Test the tester. Keep a small set of known-bad diffs — real violations you’ve hit, plus a few you write on purpose — and run the reviewer over them every time you change its prompt or model. Watch two numbers: how many of the known-bad ones it blocks, and how many good PRs it blocks by mistake. Now it’s an instrument you can read instead of a hope you’re nursing. (It’s mutation testing, just aimed at the reviewer instead of the code.)
Then assume it rots, because it will. Three quiet ways a working gate stops working:
- Same-vendor drift. Put the writer and the reviewer on the same model family and self-preference creeps back in. Re-test whenever either side updates.
- The gate with the hinge unscrewed. A check that’s required on PRs but not on the default branch, or one a path filter skips, only looks required. Path-conditional CI is the usual culprit: the heavy job runs only when certain files change, so a PR that steers clear of them walks straight through — and can leave the gate broken for whoever comes next.

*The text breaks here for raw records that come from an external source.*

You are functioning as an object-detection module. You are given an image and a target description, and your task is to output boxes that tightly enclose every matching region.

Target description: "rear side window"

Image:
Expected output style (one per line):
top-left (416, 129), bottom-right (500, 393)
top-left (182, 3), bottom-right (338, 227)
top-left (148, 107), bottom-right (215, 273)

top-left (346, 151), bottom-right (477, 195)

- Goodhart, which gets worse as the agents get better. Once passing the gate is the goal, a capable agent starts optimising for the gate rather than for being right. Researchers are already catching models gaming their verifiers, and an LLM judge can be nudged by text planted in the very diff it’s reviewing. The measure has become the target. Your defence is to keep feeding the known-bad set from real misses, and to keep at least one deterministic check in the floor — that one doesn’t read English and can’t be talked round.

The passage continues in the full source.